One of the most common formats that data is available in is the CSV format. This format is both easily editable and exportable by Excel (or other spreadsheet tools) and is also easily processed by Python (and other programming languages).

For the context of this guide, we will assume that you have set up your CSV so that the first row contains column headers. Every other row after the first contains data. As an example, your CSV file would look similar to the following in Excel:

Reading a CSV file

In order to read a CSV file in Python, you will want to use the csv library. To use this library, you must import it somewhere in your code:

import csv

To read the file and process each row in the file, the following pattern can be used:

f = open("fileName.csv")
reader = csv.DictReader(f)
for row in reader:
  # Add your own logic here
  # ...for example, printing out data in the column "Name" for each row would be:
  print(row["Name"])

Making multiple passes through a CSV file

One feature of csv.DictReader is that it streams the file. This means that it is reading one line at a time, advancing to the next, and finishes when the it reaches the end of the file.
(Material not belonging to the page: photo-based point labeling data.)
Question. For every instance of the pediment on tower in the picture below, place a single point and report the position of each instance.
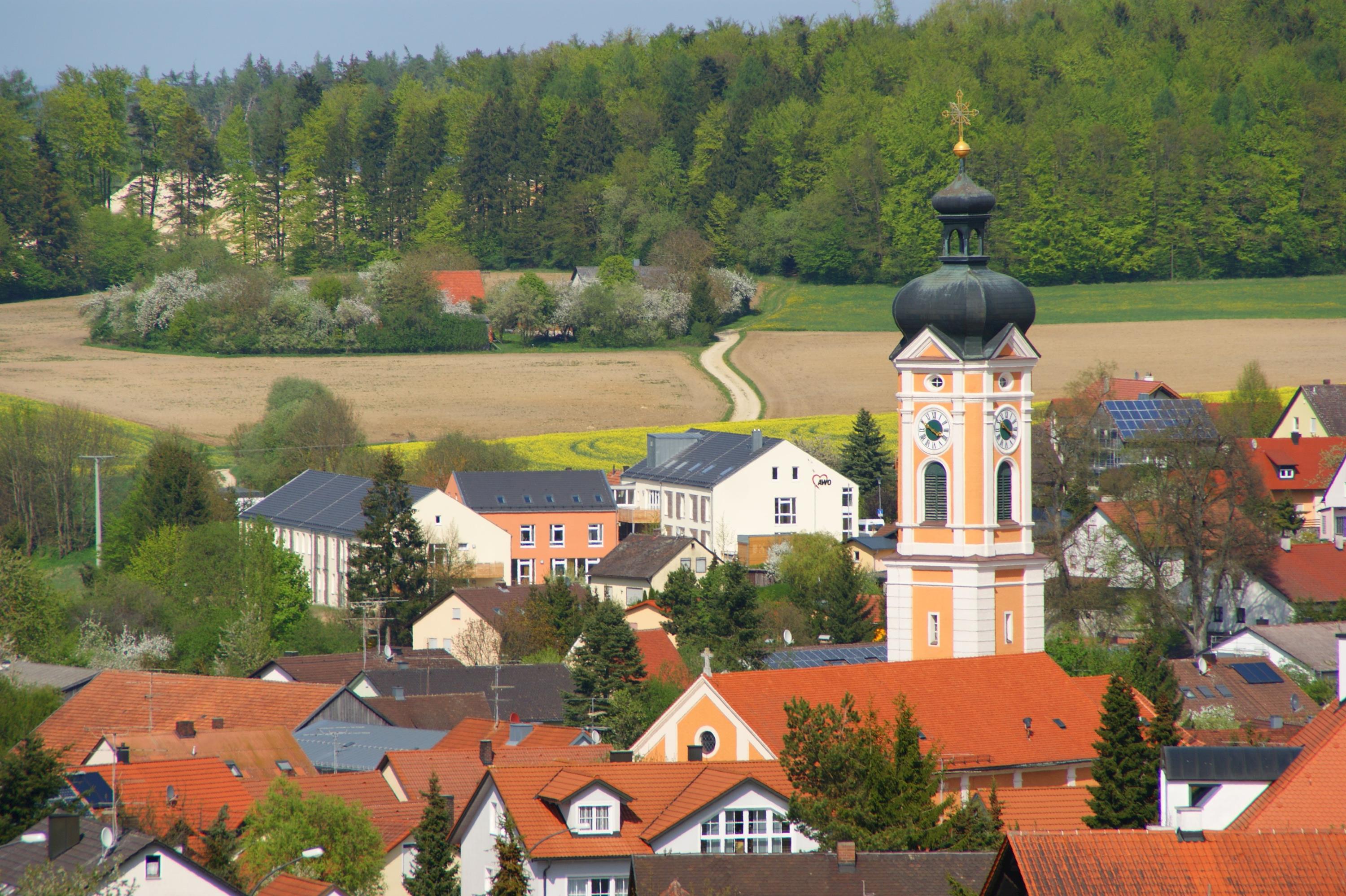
(928, 345)
(1011, 344)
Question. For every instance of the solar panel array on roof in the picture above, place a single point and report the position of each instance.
(1158, 415)
(828, 656)
(1256, 673)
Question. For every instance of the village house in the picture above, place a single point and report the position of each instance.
(1295, 572)
(1310, 474)
(144, 864)
(641, 564)
(582, 825)
(560, 522)
(1034, 724)
(1313, 412)
(318, 516)
(1311, 646)
(715, 486)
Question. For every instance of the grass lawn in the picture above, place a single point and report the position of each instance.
(797, 306)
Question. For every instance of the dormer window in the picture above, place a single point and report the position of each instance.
(594, 820)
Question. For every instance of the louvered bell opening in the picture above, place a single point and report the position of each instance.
(936, 493)
(1005, 493)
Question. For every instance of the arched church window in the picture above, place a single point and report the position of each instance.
(1005, 491)
(936, 493)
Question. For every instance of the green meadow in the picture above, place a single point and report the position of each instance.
(797, 306)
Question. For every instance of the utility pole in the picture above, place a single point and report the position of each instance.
(97, 503)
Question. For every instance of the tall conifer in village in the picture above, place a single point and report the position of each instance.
(389, 561)
(437, 872)
(1126, 790)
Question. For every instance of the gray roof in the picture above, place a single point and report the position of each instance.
(1311, 643)
(1228, 763)
(68, 678)
(641, 556)
(360, 747)
(533, 691)
(321, 502)
(712, 458)
(812, 657)
(536, 490)
(17, 856)
(813, 874)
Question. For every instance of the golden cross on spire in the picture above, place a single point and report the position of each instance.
(960, 114)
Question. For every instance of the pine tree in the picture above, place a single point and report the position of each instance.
(861, 779)
(219, 847)
(863, 459)
(509, 878)
(1126, 789)
(389, 559)
(437, 872)
(609, 661)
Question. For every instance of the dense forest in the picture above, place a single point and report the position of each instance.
(1126, 140)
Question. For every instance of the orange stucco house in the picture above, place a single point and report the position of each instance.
(560, 521)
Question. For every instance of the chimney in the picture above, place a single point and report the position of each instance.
(62, 833)
(1341, 665)
(1190, 829)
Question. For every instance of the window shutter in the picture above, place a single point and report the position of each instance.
(936, 494)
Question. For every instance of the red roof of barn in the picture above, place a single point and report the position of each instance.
(459, 286)
(972, 707)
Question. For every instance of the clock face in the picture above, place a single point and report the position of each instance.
(1007, 430)
(933, 430)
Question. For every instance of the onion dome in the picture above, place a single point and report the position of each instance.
(964, 301)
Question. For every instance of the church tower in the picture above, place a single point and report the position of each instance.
(966, 579)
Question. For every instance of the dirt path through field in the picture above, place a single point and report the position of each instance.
(828, 373)
(42, 356)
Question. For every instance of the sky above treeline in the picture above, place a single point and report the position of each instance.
(44, 38)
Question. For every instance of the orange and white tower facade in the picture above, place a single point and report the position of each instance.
(966, 579)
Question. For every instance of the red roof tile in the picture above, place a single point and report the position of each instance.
(1309, 572)
(1155, 863)
(1309, 793)
(1314, 460)
(123, 703)
(661, 657)
(653, 790)
(1042, 808)
(998, 692)
(291, 886)
(459, 286)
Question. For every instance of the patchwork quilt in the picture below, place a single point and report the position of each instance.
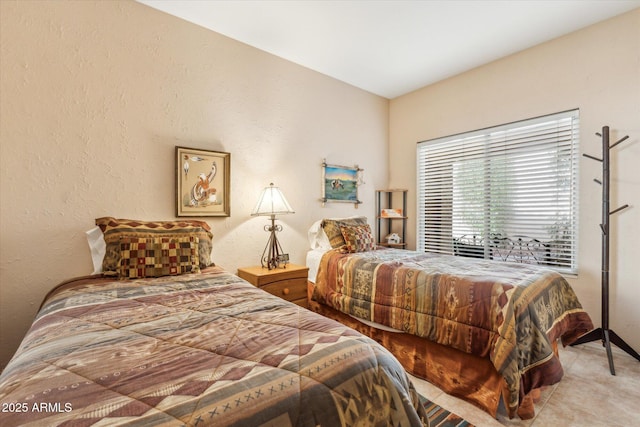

Because of this, you can only go through the file once per time you open the file.

This feature is great for reading very large files, where you do not need all of the file in memory at one time. For data sets of less than a million rows, we would prefer to be able to pass through it multiple times.

To store the data from the reader so that we can pass through it multiple times, you can use the following pattern:

f = open("fileName.csv")
reader = csv.DictReader(f)
data = [row for row in reader]

It is now possible to loop through the data multiple times:

for row in data:
  print(row["Name"])

for row in data:
  print(row["Major"])